时笙眉头跳了一下,脸色的颜色青白交替,咬牙切齿的说道:“一些私人物品,不方便。”
“季少安排了女保镖,”安德鲁的声音温温淡淡,似乎料准了她会这么一说,连半点迟疑都没有。
时笙脸色很冷,没有回话。
“请太太在这里稍等片刻,我吩咐人去取。”他朝后面的车辆招了招手,立刻就有人下来了。
时笙回头一看,还真有女保镖。
她不悦,恼怒道:“你们都不知道我要什么东西,去拿什么?”
安德鲁笑笑,“我会让她将里面的东西都搬下来,太太看哪些有需要就带回去,没需要正好顺道扔了。”
时笙:“……”
她所有的激烈情绪都在这一刻偃旗息鼓,有种一拳打在棉花上的无力感,双手握着方向盘,抿着唇不说话。
安德路也没催他,恭敬地候在一旁。
最终。
还是时笙妥协了。
有他们在,自己就算去了肯定也没机会打听到傅亦的消息。
“回去。

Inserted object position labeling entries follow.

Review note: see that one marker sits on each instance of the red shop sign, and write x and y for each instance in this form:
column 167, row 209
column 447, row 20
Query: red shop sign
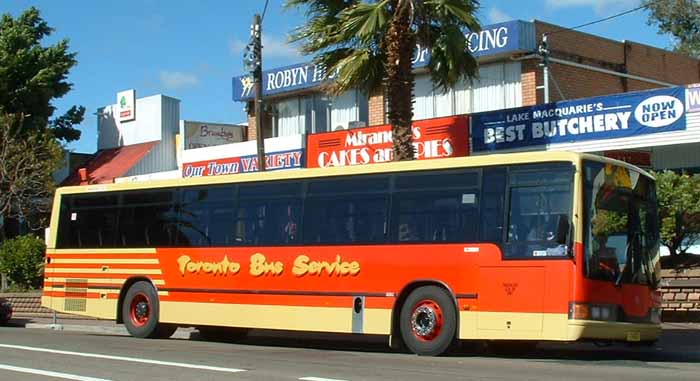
column 432, row 139
column 638, row 158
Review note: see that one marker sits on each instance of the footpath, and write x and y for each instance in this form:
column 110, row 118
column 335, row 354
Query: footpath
column 677, row 335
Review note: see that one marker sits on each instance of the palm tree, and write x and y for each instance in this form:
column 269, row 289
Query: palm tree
column 370, row 44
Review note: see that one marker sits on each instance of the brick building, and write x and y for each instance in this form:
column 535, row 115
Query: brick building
column 511, row 75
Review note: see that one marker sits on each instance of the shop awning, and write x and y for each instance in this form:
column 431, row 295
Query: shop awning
column 111, row 163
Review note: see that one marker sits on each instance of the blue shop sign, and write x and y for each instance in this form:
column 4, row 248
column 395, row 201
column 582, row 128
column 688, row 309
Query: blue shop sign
column 597, row 118
column 504, row 38
column 693, row 98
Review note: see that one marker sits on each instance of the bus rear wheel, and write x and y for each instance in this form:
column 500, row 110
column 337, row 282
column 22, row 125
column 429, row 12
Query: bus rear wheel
column 428, row 321
column 140, row 313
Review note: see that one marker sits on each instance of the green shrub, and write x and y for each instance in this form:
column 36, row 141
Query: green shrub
column 22, row 259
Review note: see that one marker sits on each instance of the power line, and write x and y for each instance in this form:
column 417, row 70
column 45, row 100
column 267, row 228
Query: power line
column 264, row 10
column 599, row 21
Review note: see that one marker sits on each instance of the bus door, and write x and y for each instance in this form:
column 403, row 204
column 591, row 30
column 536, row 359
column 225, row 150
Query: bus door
column 535, row 227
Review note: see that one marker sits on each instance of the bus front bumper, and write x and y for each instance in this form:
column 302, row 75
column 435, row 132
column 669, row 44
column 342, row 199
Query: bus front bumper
column 613, row 331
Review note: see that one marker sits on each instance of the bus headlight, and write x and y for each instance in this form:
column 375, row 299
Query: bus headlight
column 655, row 315
column 586, row 311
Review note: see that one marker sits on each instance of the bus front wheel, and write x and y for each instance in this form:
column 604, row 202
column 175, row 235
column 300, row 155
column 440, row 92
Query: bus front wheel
column 140, row 313
column 428, row 321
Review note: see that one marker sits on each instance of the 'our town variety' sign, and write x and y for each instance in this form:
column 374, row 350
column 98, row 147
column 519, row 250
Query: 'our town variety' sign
column 243, row 164
column 597, row 118
column 509, row 37
column 432, row 138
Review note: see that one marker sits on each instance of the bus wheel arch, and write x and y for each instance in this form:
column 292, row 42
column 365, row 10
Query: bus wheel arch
column 435, row 299
column 140, row 311
column 122, row 294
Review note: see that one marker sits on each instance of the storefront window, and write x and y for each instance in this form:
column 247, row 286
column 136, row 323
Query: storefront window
column 497, row 87
column 320, row 113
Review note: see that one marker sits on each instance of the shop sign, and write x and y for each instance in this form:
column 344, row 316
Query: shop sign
column 126, row 105
column 432, row 139
column 638, row 158
column 508, row 37
column 693, row 98
column 200, row 135
column 243, row 164
column 597, row 118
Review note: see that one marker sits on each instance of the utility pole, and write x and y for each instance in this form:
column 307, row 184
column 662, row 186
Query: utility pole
column 256, row 31
column 544, row 52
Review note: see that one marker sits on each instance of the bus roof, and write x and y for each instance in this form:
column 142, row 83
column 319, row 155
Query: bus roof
column 403, row 166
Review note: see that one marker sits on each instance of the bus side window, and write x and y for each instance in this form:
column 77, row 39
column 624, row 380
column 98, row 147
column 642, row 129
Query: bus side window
column 493, row 199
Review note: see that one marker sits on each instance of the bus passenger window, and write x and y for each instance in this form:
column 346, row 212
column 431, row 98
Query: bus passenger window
column 538, row 218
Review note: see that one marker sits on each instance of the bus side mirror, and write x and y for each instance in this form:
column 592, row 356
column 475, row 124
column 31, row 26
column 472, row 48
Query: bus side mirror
column 563, row 228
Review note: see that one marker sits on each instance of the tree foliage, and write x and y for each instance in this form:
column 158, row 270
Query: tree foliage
column 27, row 162
column 21, row 259
column 679, row 209
column 679, row 18
column 370, row 45
column 32, row 75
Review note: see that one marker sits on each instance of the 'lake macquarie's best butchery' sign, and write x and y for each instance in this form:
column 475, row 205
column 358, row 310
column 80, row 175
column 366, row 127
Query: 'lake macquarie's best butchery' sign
column 597, row 118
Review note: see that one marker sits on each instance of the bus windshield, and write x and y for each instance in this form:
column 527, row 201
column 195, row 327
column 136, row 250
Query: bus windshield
column 622, row 227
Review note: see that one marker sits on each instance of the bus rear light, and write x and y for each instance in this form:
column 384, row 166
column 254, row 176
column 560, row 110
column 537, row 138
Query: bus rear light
column 585, row 311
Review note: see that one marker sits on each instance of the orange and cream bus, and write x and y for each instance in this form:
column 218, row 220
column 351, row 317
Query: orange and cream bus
column 535, row 246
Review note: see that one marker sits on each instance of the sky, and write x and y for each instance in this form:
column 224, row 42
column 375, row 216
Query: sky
column 190, row 50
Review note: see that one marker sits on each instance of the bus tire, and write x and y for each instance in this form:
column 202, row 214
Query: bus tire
column 140, row 312
column 428, row 322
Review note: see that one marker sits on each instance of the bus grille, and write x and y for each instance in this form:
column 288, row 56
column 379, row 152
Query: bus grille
column 76, row 295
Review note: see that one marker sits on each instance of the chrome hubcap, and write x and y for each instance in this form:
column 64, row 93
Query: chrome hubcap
column 423, row 321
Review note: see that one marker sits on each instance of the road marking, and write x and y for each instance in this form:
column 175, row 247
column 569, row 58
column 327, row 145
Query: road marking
column 65, row 376
column 122, row 358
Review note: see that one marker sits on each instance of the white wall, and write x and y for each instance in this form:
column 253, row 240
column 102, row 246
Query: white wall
column 147, row 127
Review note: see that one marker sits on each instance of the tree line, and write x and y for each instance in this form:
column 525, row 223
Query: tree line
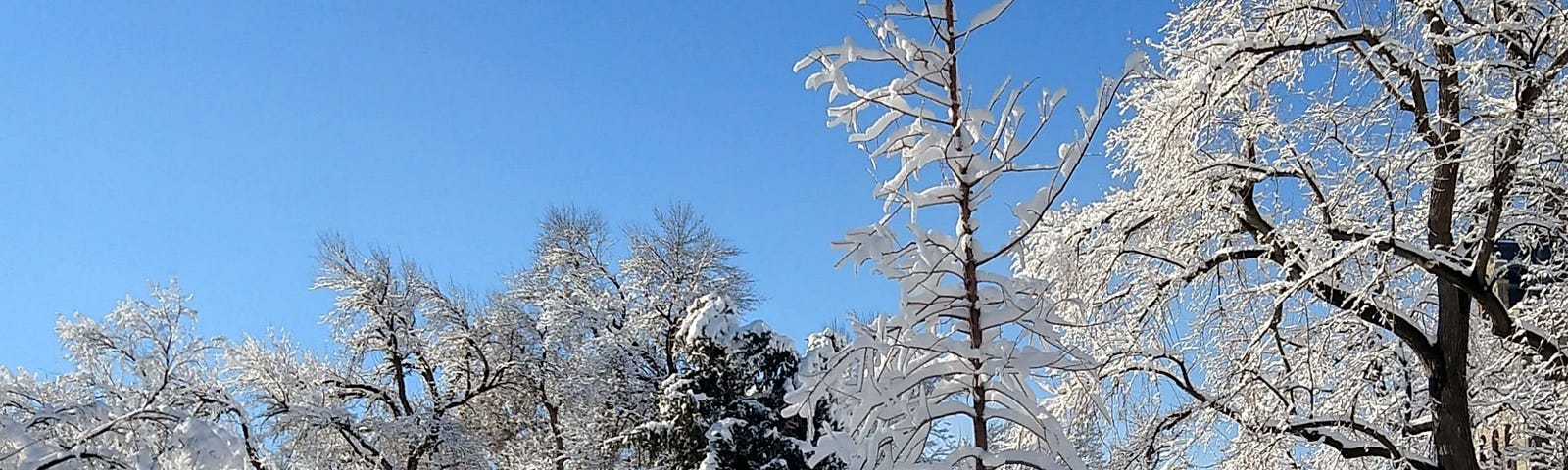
column 1333, row 242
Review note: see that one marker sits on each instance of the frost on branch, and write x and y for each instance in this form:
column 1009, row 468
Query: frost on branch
column 141, row 396
column 721, row 411
column 1306, row 268
column 969, row 342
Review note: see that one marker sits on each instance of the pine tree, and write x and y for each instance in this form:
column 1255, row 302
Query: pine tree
column 721, row 409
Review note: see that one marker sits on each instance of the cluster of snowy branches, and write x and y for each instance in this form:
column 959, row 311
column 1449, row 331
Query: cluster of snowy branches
column 580, row 362
column 1335, row 242
column 1317, row 258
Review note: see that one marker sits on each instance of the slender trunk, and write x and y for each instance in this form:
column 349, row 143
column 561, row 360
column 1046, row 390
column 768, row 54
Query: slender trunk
column 1449, row 383
column 956, row 112
column 556, row 431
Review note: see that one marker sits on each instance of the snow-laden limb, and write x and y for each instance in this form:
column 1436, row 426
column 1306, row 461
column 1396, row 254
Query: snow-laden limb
column 1308, row 265
column 141, row 396
column 721, row 409
column 969, row 344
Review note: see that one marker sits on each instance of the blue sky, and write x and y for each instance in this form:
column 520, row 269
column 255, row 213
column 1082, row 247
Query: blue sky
column 214, row 141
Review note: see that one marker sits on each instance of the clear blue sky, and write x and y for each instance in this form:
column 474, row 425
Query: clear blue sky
column 214, row 140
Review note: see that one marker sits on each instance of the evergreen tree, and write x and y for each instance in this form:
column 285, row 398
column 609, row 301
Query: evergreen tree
column 721, row 409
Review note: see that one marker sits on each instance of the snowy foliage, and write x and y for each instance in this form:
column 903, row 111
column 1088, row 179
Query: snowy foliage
column 611, row 329
column 1305, row 268
column 143, row 396
column 969, row 342
column 415, row 360
column 721, row 411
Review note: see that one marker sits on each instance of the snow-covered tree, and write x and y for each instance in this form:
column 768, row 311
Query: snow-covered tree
column 721, row 409
column 969, row 344
column 670, row 266
column 1305, row 270
column 609, row 326
column 143, row 394
column 415, row 360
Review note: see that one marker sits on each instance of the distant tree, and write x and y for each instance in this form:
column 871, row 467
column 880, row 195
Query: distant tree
column 143, row 394
column 1305, row 270
column 400, row 392
column 721, row 409
column 609, row 323
column 969, row 344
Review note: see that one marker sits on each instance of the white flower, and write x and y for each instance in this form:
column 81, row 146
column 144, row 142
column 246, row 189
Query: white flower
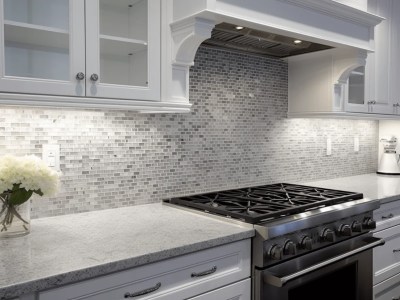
column 30, row 172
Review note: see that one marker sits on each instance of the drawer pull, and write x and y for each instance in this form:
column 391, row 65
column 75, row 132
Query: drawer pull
column 388, row 217
column 208, row 272
column 143, row 292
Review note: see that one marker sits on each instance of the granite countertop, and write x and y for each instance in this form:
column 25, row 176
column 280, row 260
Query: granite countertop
column 66, row 249
column 374, row 186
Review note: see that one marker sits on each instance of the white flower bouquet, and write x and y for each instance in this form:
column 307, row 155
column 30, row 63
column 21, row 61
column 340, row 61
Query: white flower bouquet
column 20, row 177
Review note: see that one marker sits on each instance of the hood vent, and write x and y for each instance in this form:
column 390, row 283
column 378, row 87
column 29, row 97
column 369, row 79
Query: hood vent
column 249, row 40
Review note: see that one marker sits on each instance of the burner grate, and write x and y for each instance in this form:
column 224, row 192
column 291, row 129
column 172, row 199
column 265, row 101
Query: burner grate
column 258, row 203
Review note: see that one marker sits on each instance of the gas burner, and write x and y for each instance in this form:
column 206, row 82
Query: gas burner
column 258, row 203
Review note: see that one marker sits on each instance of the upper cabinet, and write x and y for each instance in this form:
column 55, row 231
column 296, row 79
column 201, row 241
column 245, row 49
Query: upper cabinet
column 42, row 47
column 368, row 87
column 82, row 53
column 123, row 49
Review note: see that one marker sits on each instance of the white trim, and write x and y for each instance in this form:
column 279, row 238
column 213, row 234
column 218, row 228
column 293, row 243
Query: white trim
column 343, row 115
column 93, row 103
column 339, row 10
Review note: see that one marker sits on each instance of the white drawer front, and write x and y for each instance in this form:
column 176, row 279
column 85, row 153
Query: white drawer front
column 387, row 257
column 236, row 291
column 387, row 215
column 171, row 279
column 388, row 289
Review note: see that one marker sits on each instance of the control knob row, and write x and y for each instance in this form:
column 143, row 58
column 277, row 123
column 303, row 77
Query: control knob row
column 277, row 251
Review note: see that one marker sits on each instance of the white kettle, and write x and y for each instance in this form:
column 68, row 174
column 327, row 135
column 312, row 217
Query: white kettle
column 389, row 162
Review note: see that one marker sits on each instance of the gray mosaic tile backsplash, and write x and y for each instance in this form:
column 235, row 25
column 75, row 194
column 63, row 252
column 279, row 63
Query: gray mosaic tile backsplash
column 237, row 135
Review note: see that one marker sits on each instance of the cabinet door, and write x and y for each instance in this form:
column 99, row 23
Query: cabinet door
column 386, row 262
column 356, row 95
column 123, row 49
column 42, row 46
column 388, row 289
column 394, row 57
column 236, row 291
column 379, row 63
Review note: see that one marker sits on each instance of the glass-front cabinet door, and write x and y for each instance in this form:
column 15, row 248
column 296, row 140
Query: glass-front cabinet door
column 123, row 49
column 42, row 47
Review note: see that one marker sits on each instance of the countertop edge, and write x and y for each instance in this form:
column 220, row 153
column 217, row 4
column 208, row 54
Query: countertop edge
column 18, row 289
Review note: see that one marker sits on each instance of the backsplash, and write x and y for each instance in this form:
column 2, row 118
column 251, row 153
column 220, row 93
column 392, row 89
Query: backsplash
column 236, row 135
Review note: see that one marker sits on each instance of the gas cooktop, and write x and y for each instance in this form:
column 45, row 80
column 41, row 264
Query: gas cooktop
column 265, row 202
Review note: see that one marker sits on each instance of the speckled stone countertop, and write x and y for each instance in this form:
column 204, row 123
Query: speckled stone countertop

”
“是。”安德鲁坐回车上。
回去的路上和来时一样,他们一直不远不近地跟着,既不会造成她的困扰,也甩不掉。
…………
季予南下午回来的很早,还不到他正常下班的时间。
黑色的西装裤上有略微凌乱的痕迹。
看到他,艾米丽有些意外,除了周末,季予南几乎从来没有这个点回来过。
“少爷?”
“太太呢?”
季予南俊毅的脸上呈现出病态的苍白,有明显的鼻音。
“太太在楼上休息,您脸色看着不太好,是不是生病了?需要请泰勒医生过来看看吗?”
“不用了,太太今天从外面回来就一直都呆在房间里吗?”
“吃过午饭后在花园里散了半个小时的步,后来又去了一趟健身房,才刚上楼没一会儿。”
季予南点头,将脱下来的外套交给艾米丽。
艾米丽接的时候不小心碰触到他的指尖,尖叫道:“天啊,怎么这么烫,您在发烧。”
“没事,不要让太太知道。”
季予南上了二楼,他是真的不太舒服,嗓子疼,头重脚轻,呼出的气息滚烫。
下午在办公室一直犯困。
抬手探了探额头的温度,还真有点烫。
原来是发烧了。
他身体一直很好,距离上次感冒已经不知道过了几年了,几乎都忘记感冒的症状了。
季予南回主卧之前去了趟时笙的房间,听安德鲁说她今天打算去找傅亦。
门没锁,一扭就开了。
不知道是终于学乖了知道锁了也没用,还是没料到他会这个时间点回来。
房间里没人,浴室的门也只是虚掩着,房间太安静,衬得从浴室里传来的水流声格外清晰。
季予南觉得那些水珠每一滴都敲打在他紧绷的神经上,滚烫的呼吸愈发炙热——
他抬手松了松领带,似乎这样能让自己呼吸更顺一些。
……
时笙掬了捧水拍在脸上。
冰冷的水珠刺激着她的神经,她微喘了一口气,双手撑着盥洗池,微微前倾。
她抬头看着镜子里的自己——
刚刚洗完澡,脸上被热水薰出两团红晕,头发还有点湿,凌乱的披在肩上。
浴室的门突然被人从外面打开,她整个人都惊了一下。
回头看着走进来的季予南,僵着脸问:“怎么是你?”
房间的温度调得很高,所以她洗完澡后就穿了件夏天的吊带裙,里面什么都没穿。
也没想着季予南会现在回来。
季予南皱着眉看她,时笙的表情看上去好像真的是因为进来的是他所以不喜。
“你还想是谁?”
男人的声音沙哑得异于平常,鼻音很重。
大概是生了病,身体不舒服外加受了冷遇,脾气顿时就爆了,“说啊,你想进来的人是谁,嗯?”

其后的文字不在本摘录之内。